Dass wir hier ungestraft und wann immer wir wollen Grenzübertretungen unternehmen können, gehört zu
den historischen Glücksfällen, für die wir immer noch dankbar sind. Jedenfalls die Älteren erinnern
sich noch ganz gut und oft mit Schmerzen an die vielen Grenzen, die Europa geteilt haben.

Das Wandern ist die natürliche und naheliegende Antwort auf den einladenden Ruf der schönen
Landschaft. Es ist die selbstverständlichste Art, auch Landschaften, die man zum ersten Mal
kennenlernt, als Heimat zu erfahren. Es würde unsere angestrengten Debatten darüber, was eigentlich
deutsche Identität ist, sehr entspannen, wenn wir uns daran erinnerten, wie einfache und schöne
Haltungen wie die Freude am Wandern wesentlich dazugehören. Das ist ohne Ideologie zu haben und
stellt für niemanden eine Bedrohung dar. Und wir können andererseits genauso entspannt und inklusiv
feststellen: Auch Wandermuffel gehören zu Deutschland – als geduldete Minderheit.

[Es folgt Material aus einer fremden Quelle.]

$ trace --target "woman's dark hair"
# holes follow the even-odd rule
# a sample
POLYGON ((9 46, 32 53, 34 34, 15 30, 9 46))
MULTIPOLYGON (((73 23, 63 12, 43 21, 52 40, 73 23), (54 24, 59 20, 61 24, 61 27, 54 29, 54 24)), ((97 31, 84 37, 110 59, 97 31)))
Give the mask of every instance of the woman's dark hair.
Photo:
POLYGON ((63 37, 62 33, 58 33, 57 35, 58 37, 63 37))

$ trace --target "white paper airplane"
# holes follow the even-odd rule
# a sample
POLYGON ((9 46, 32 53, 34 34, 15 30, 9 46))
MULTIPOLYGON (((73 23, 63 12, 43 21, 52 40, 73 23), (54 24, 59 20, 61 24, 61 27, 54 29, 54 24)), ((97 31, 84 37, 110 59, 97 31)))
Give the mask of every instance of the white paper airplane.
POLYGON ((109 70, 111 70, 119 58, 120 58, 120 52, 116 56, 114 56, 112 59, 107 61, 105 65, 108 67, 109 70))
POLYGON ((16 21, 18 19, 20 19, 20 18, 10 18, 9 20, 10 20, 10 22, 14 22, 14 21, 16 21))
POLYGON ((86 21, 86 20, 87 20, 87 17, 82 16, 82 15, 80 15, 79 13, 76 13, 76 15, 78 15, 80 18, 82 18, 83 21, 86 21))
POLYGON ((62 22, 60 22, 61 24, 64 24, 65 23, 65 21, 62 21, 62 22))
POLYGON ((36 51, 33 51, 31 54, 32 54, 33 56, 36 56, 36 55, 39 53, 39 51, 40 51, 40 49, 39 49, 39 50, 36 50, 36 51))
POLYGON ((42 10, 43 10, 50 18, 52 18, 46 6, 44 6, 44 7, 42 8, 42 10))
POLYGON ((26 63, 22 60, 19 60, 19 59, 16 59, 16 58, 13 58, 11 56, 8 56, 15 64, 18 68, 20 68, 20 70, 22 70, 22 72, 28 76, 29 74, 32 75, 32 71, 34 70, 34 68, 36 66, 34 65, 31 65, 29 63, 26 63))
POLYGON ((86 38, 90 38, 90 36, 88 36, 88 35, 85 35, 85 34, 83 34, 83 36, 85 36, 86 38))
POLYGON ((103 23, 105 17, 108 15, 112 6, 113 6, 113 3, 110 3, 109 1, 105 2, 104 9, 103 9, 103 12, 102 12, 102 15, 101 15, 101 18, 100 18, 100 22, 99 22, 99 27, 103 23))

„Wanderlust“ – das ist ein besonders schönes altes deutsches Wort, das in keiner anderen Sprache
ein Äquivalent hat. Und ich finde es interessant, dass diese Wanderlust immer wieder neue
Generationen ergreift. Wandern ist ja nie wirklich aus der Mode gekommen – und aktuell ist Wandern
so weit verbreitet wie selten zuvor. Vielleicht wird das Wandern ja in Zukunft noch bedeutender,
weil es ein heilsames Gegenprogramm ist für alle die Menschen, die die Natur, ja unser gesamtes
Umfeld nur noch aus ihrem Laptop und Smartphone kennen. Vielleicht wird das Wandern noch zu einem
therapeutischen Programm. Wenn eine große deutsche Sonntagszeitung Recht hat, dann wandern 37
Millionen Menschen in Deutschland im Durchschnitt sechsmal im Jahr.

Und weil wir Deutschen das, was wir gerne tun, am allerliebsten im Verein tun, darum gibt es
nirgendwo sonst so viele im Verein organisierte Wanderer wie bei uns. Dort, in den Vereinen und
auch im Deutschen Wanderverband, wird eine Menge an ehrenamtlicher Arbeit geleistet, von der alle
Wanderer, auch diejenigen, die sich nur selten aufmachen, profitieren. Ich freue mich, dies heute
einmal ganz offiziell als Bundespräsident und Schirmherr des Verbandes würdigen zu können.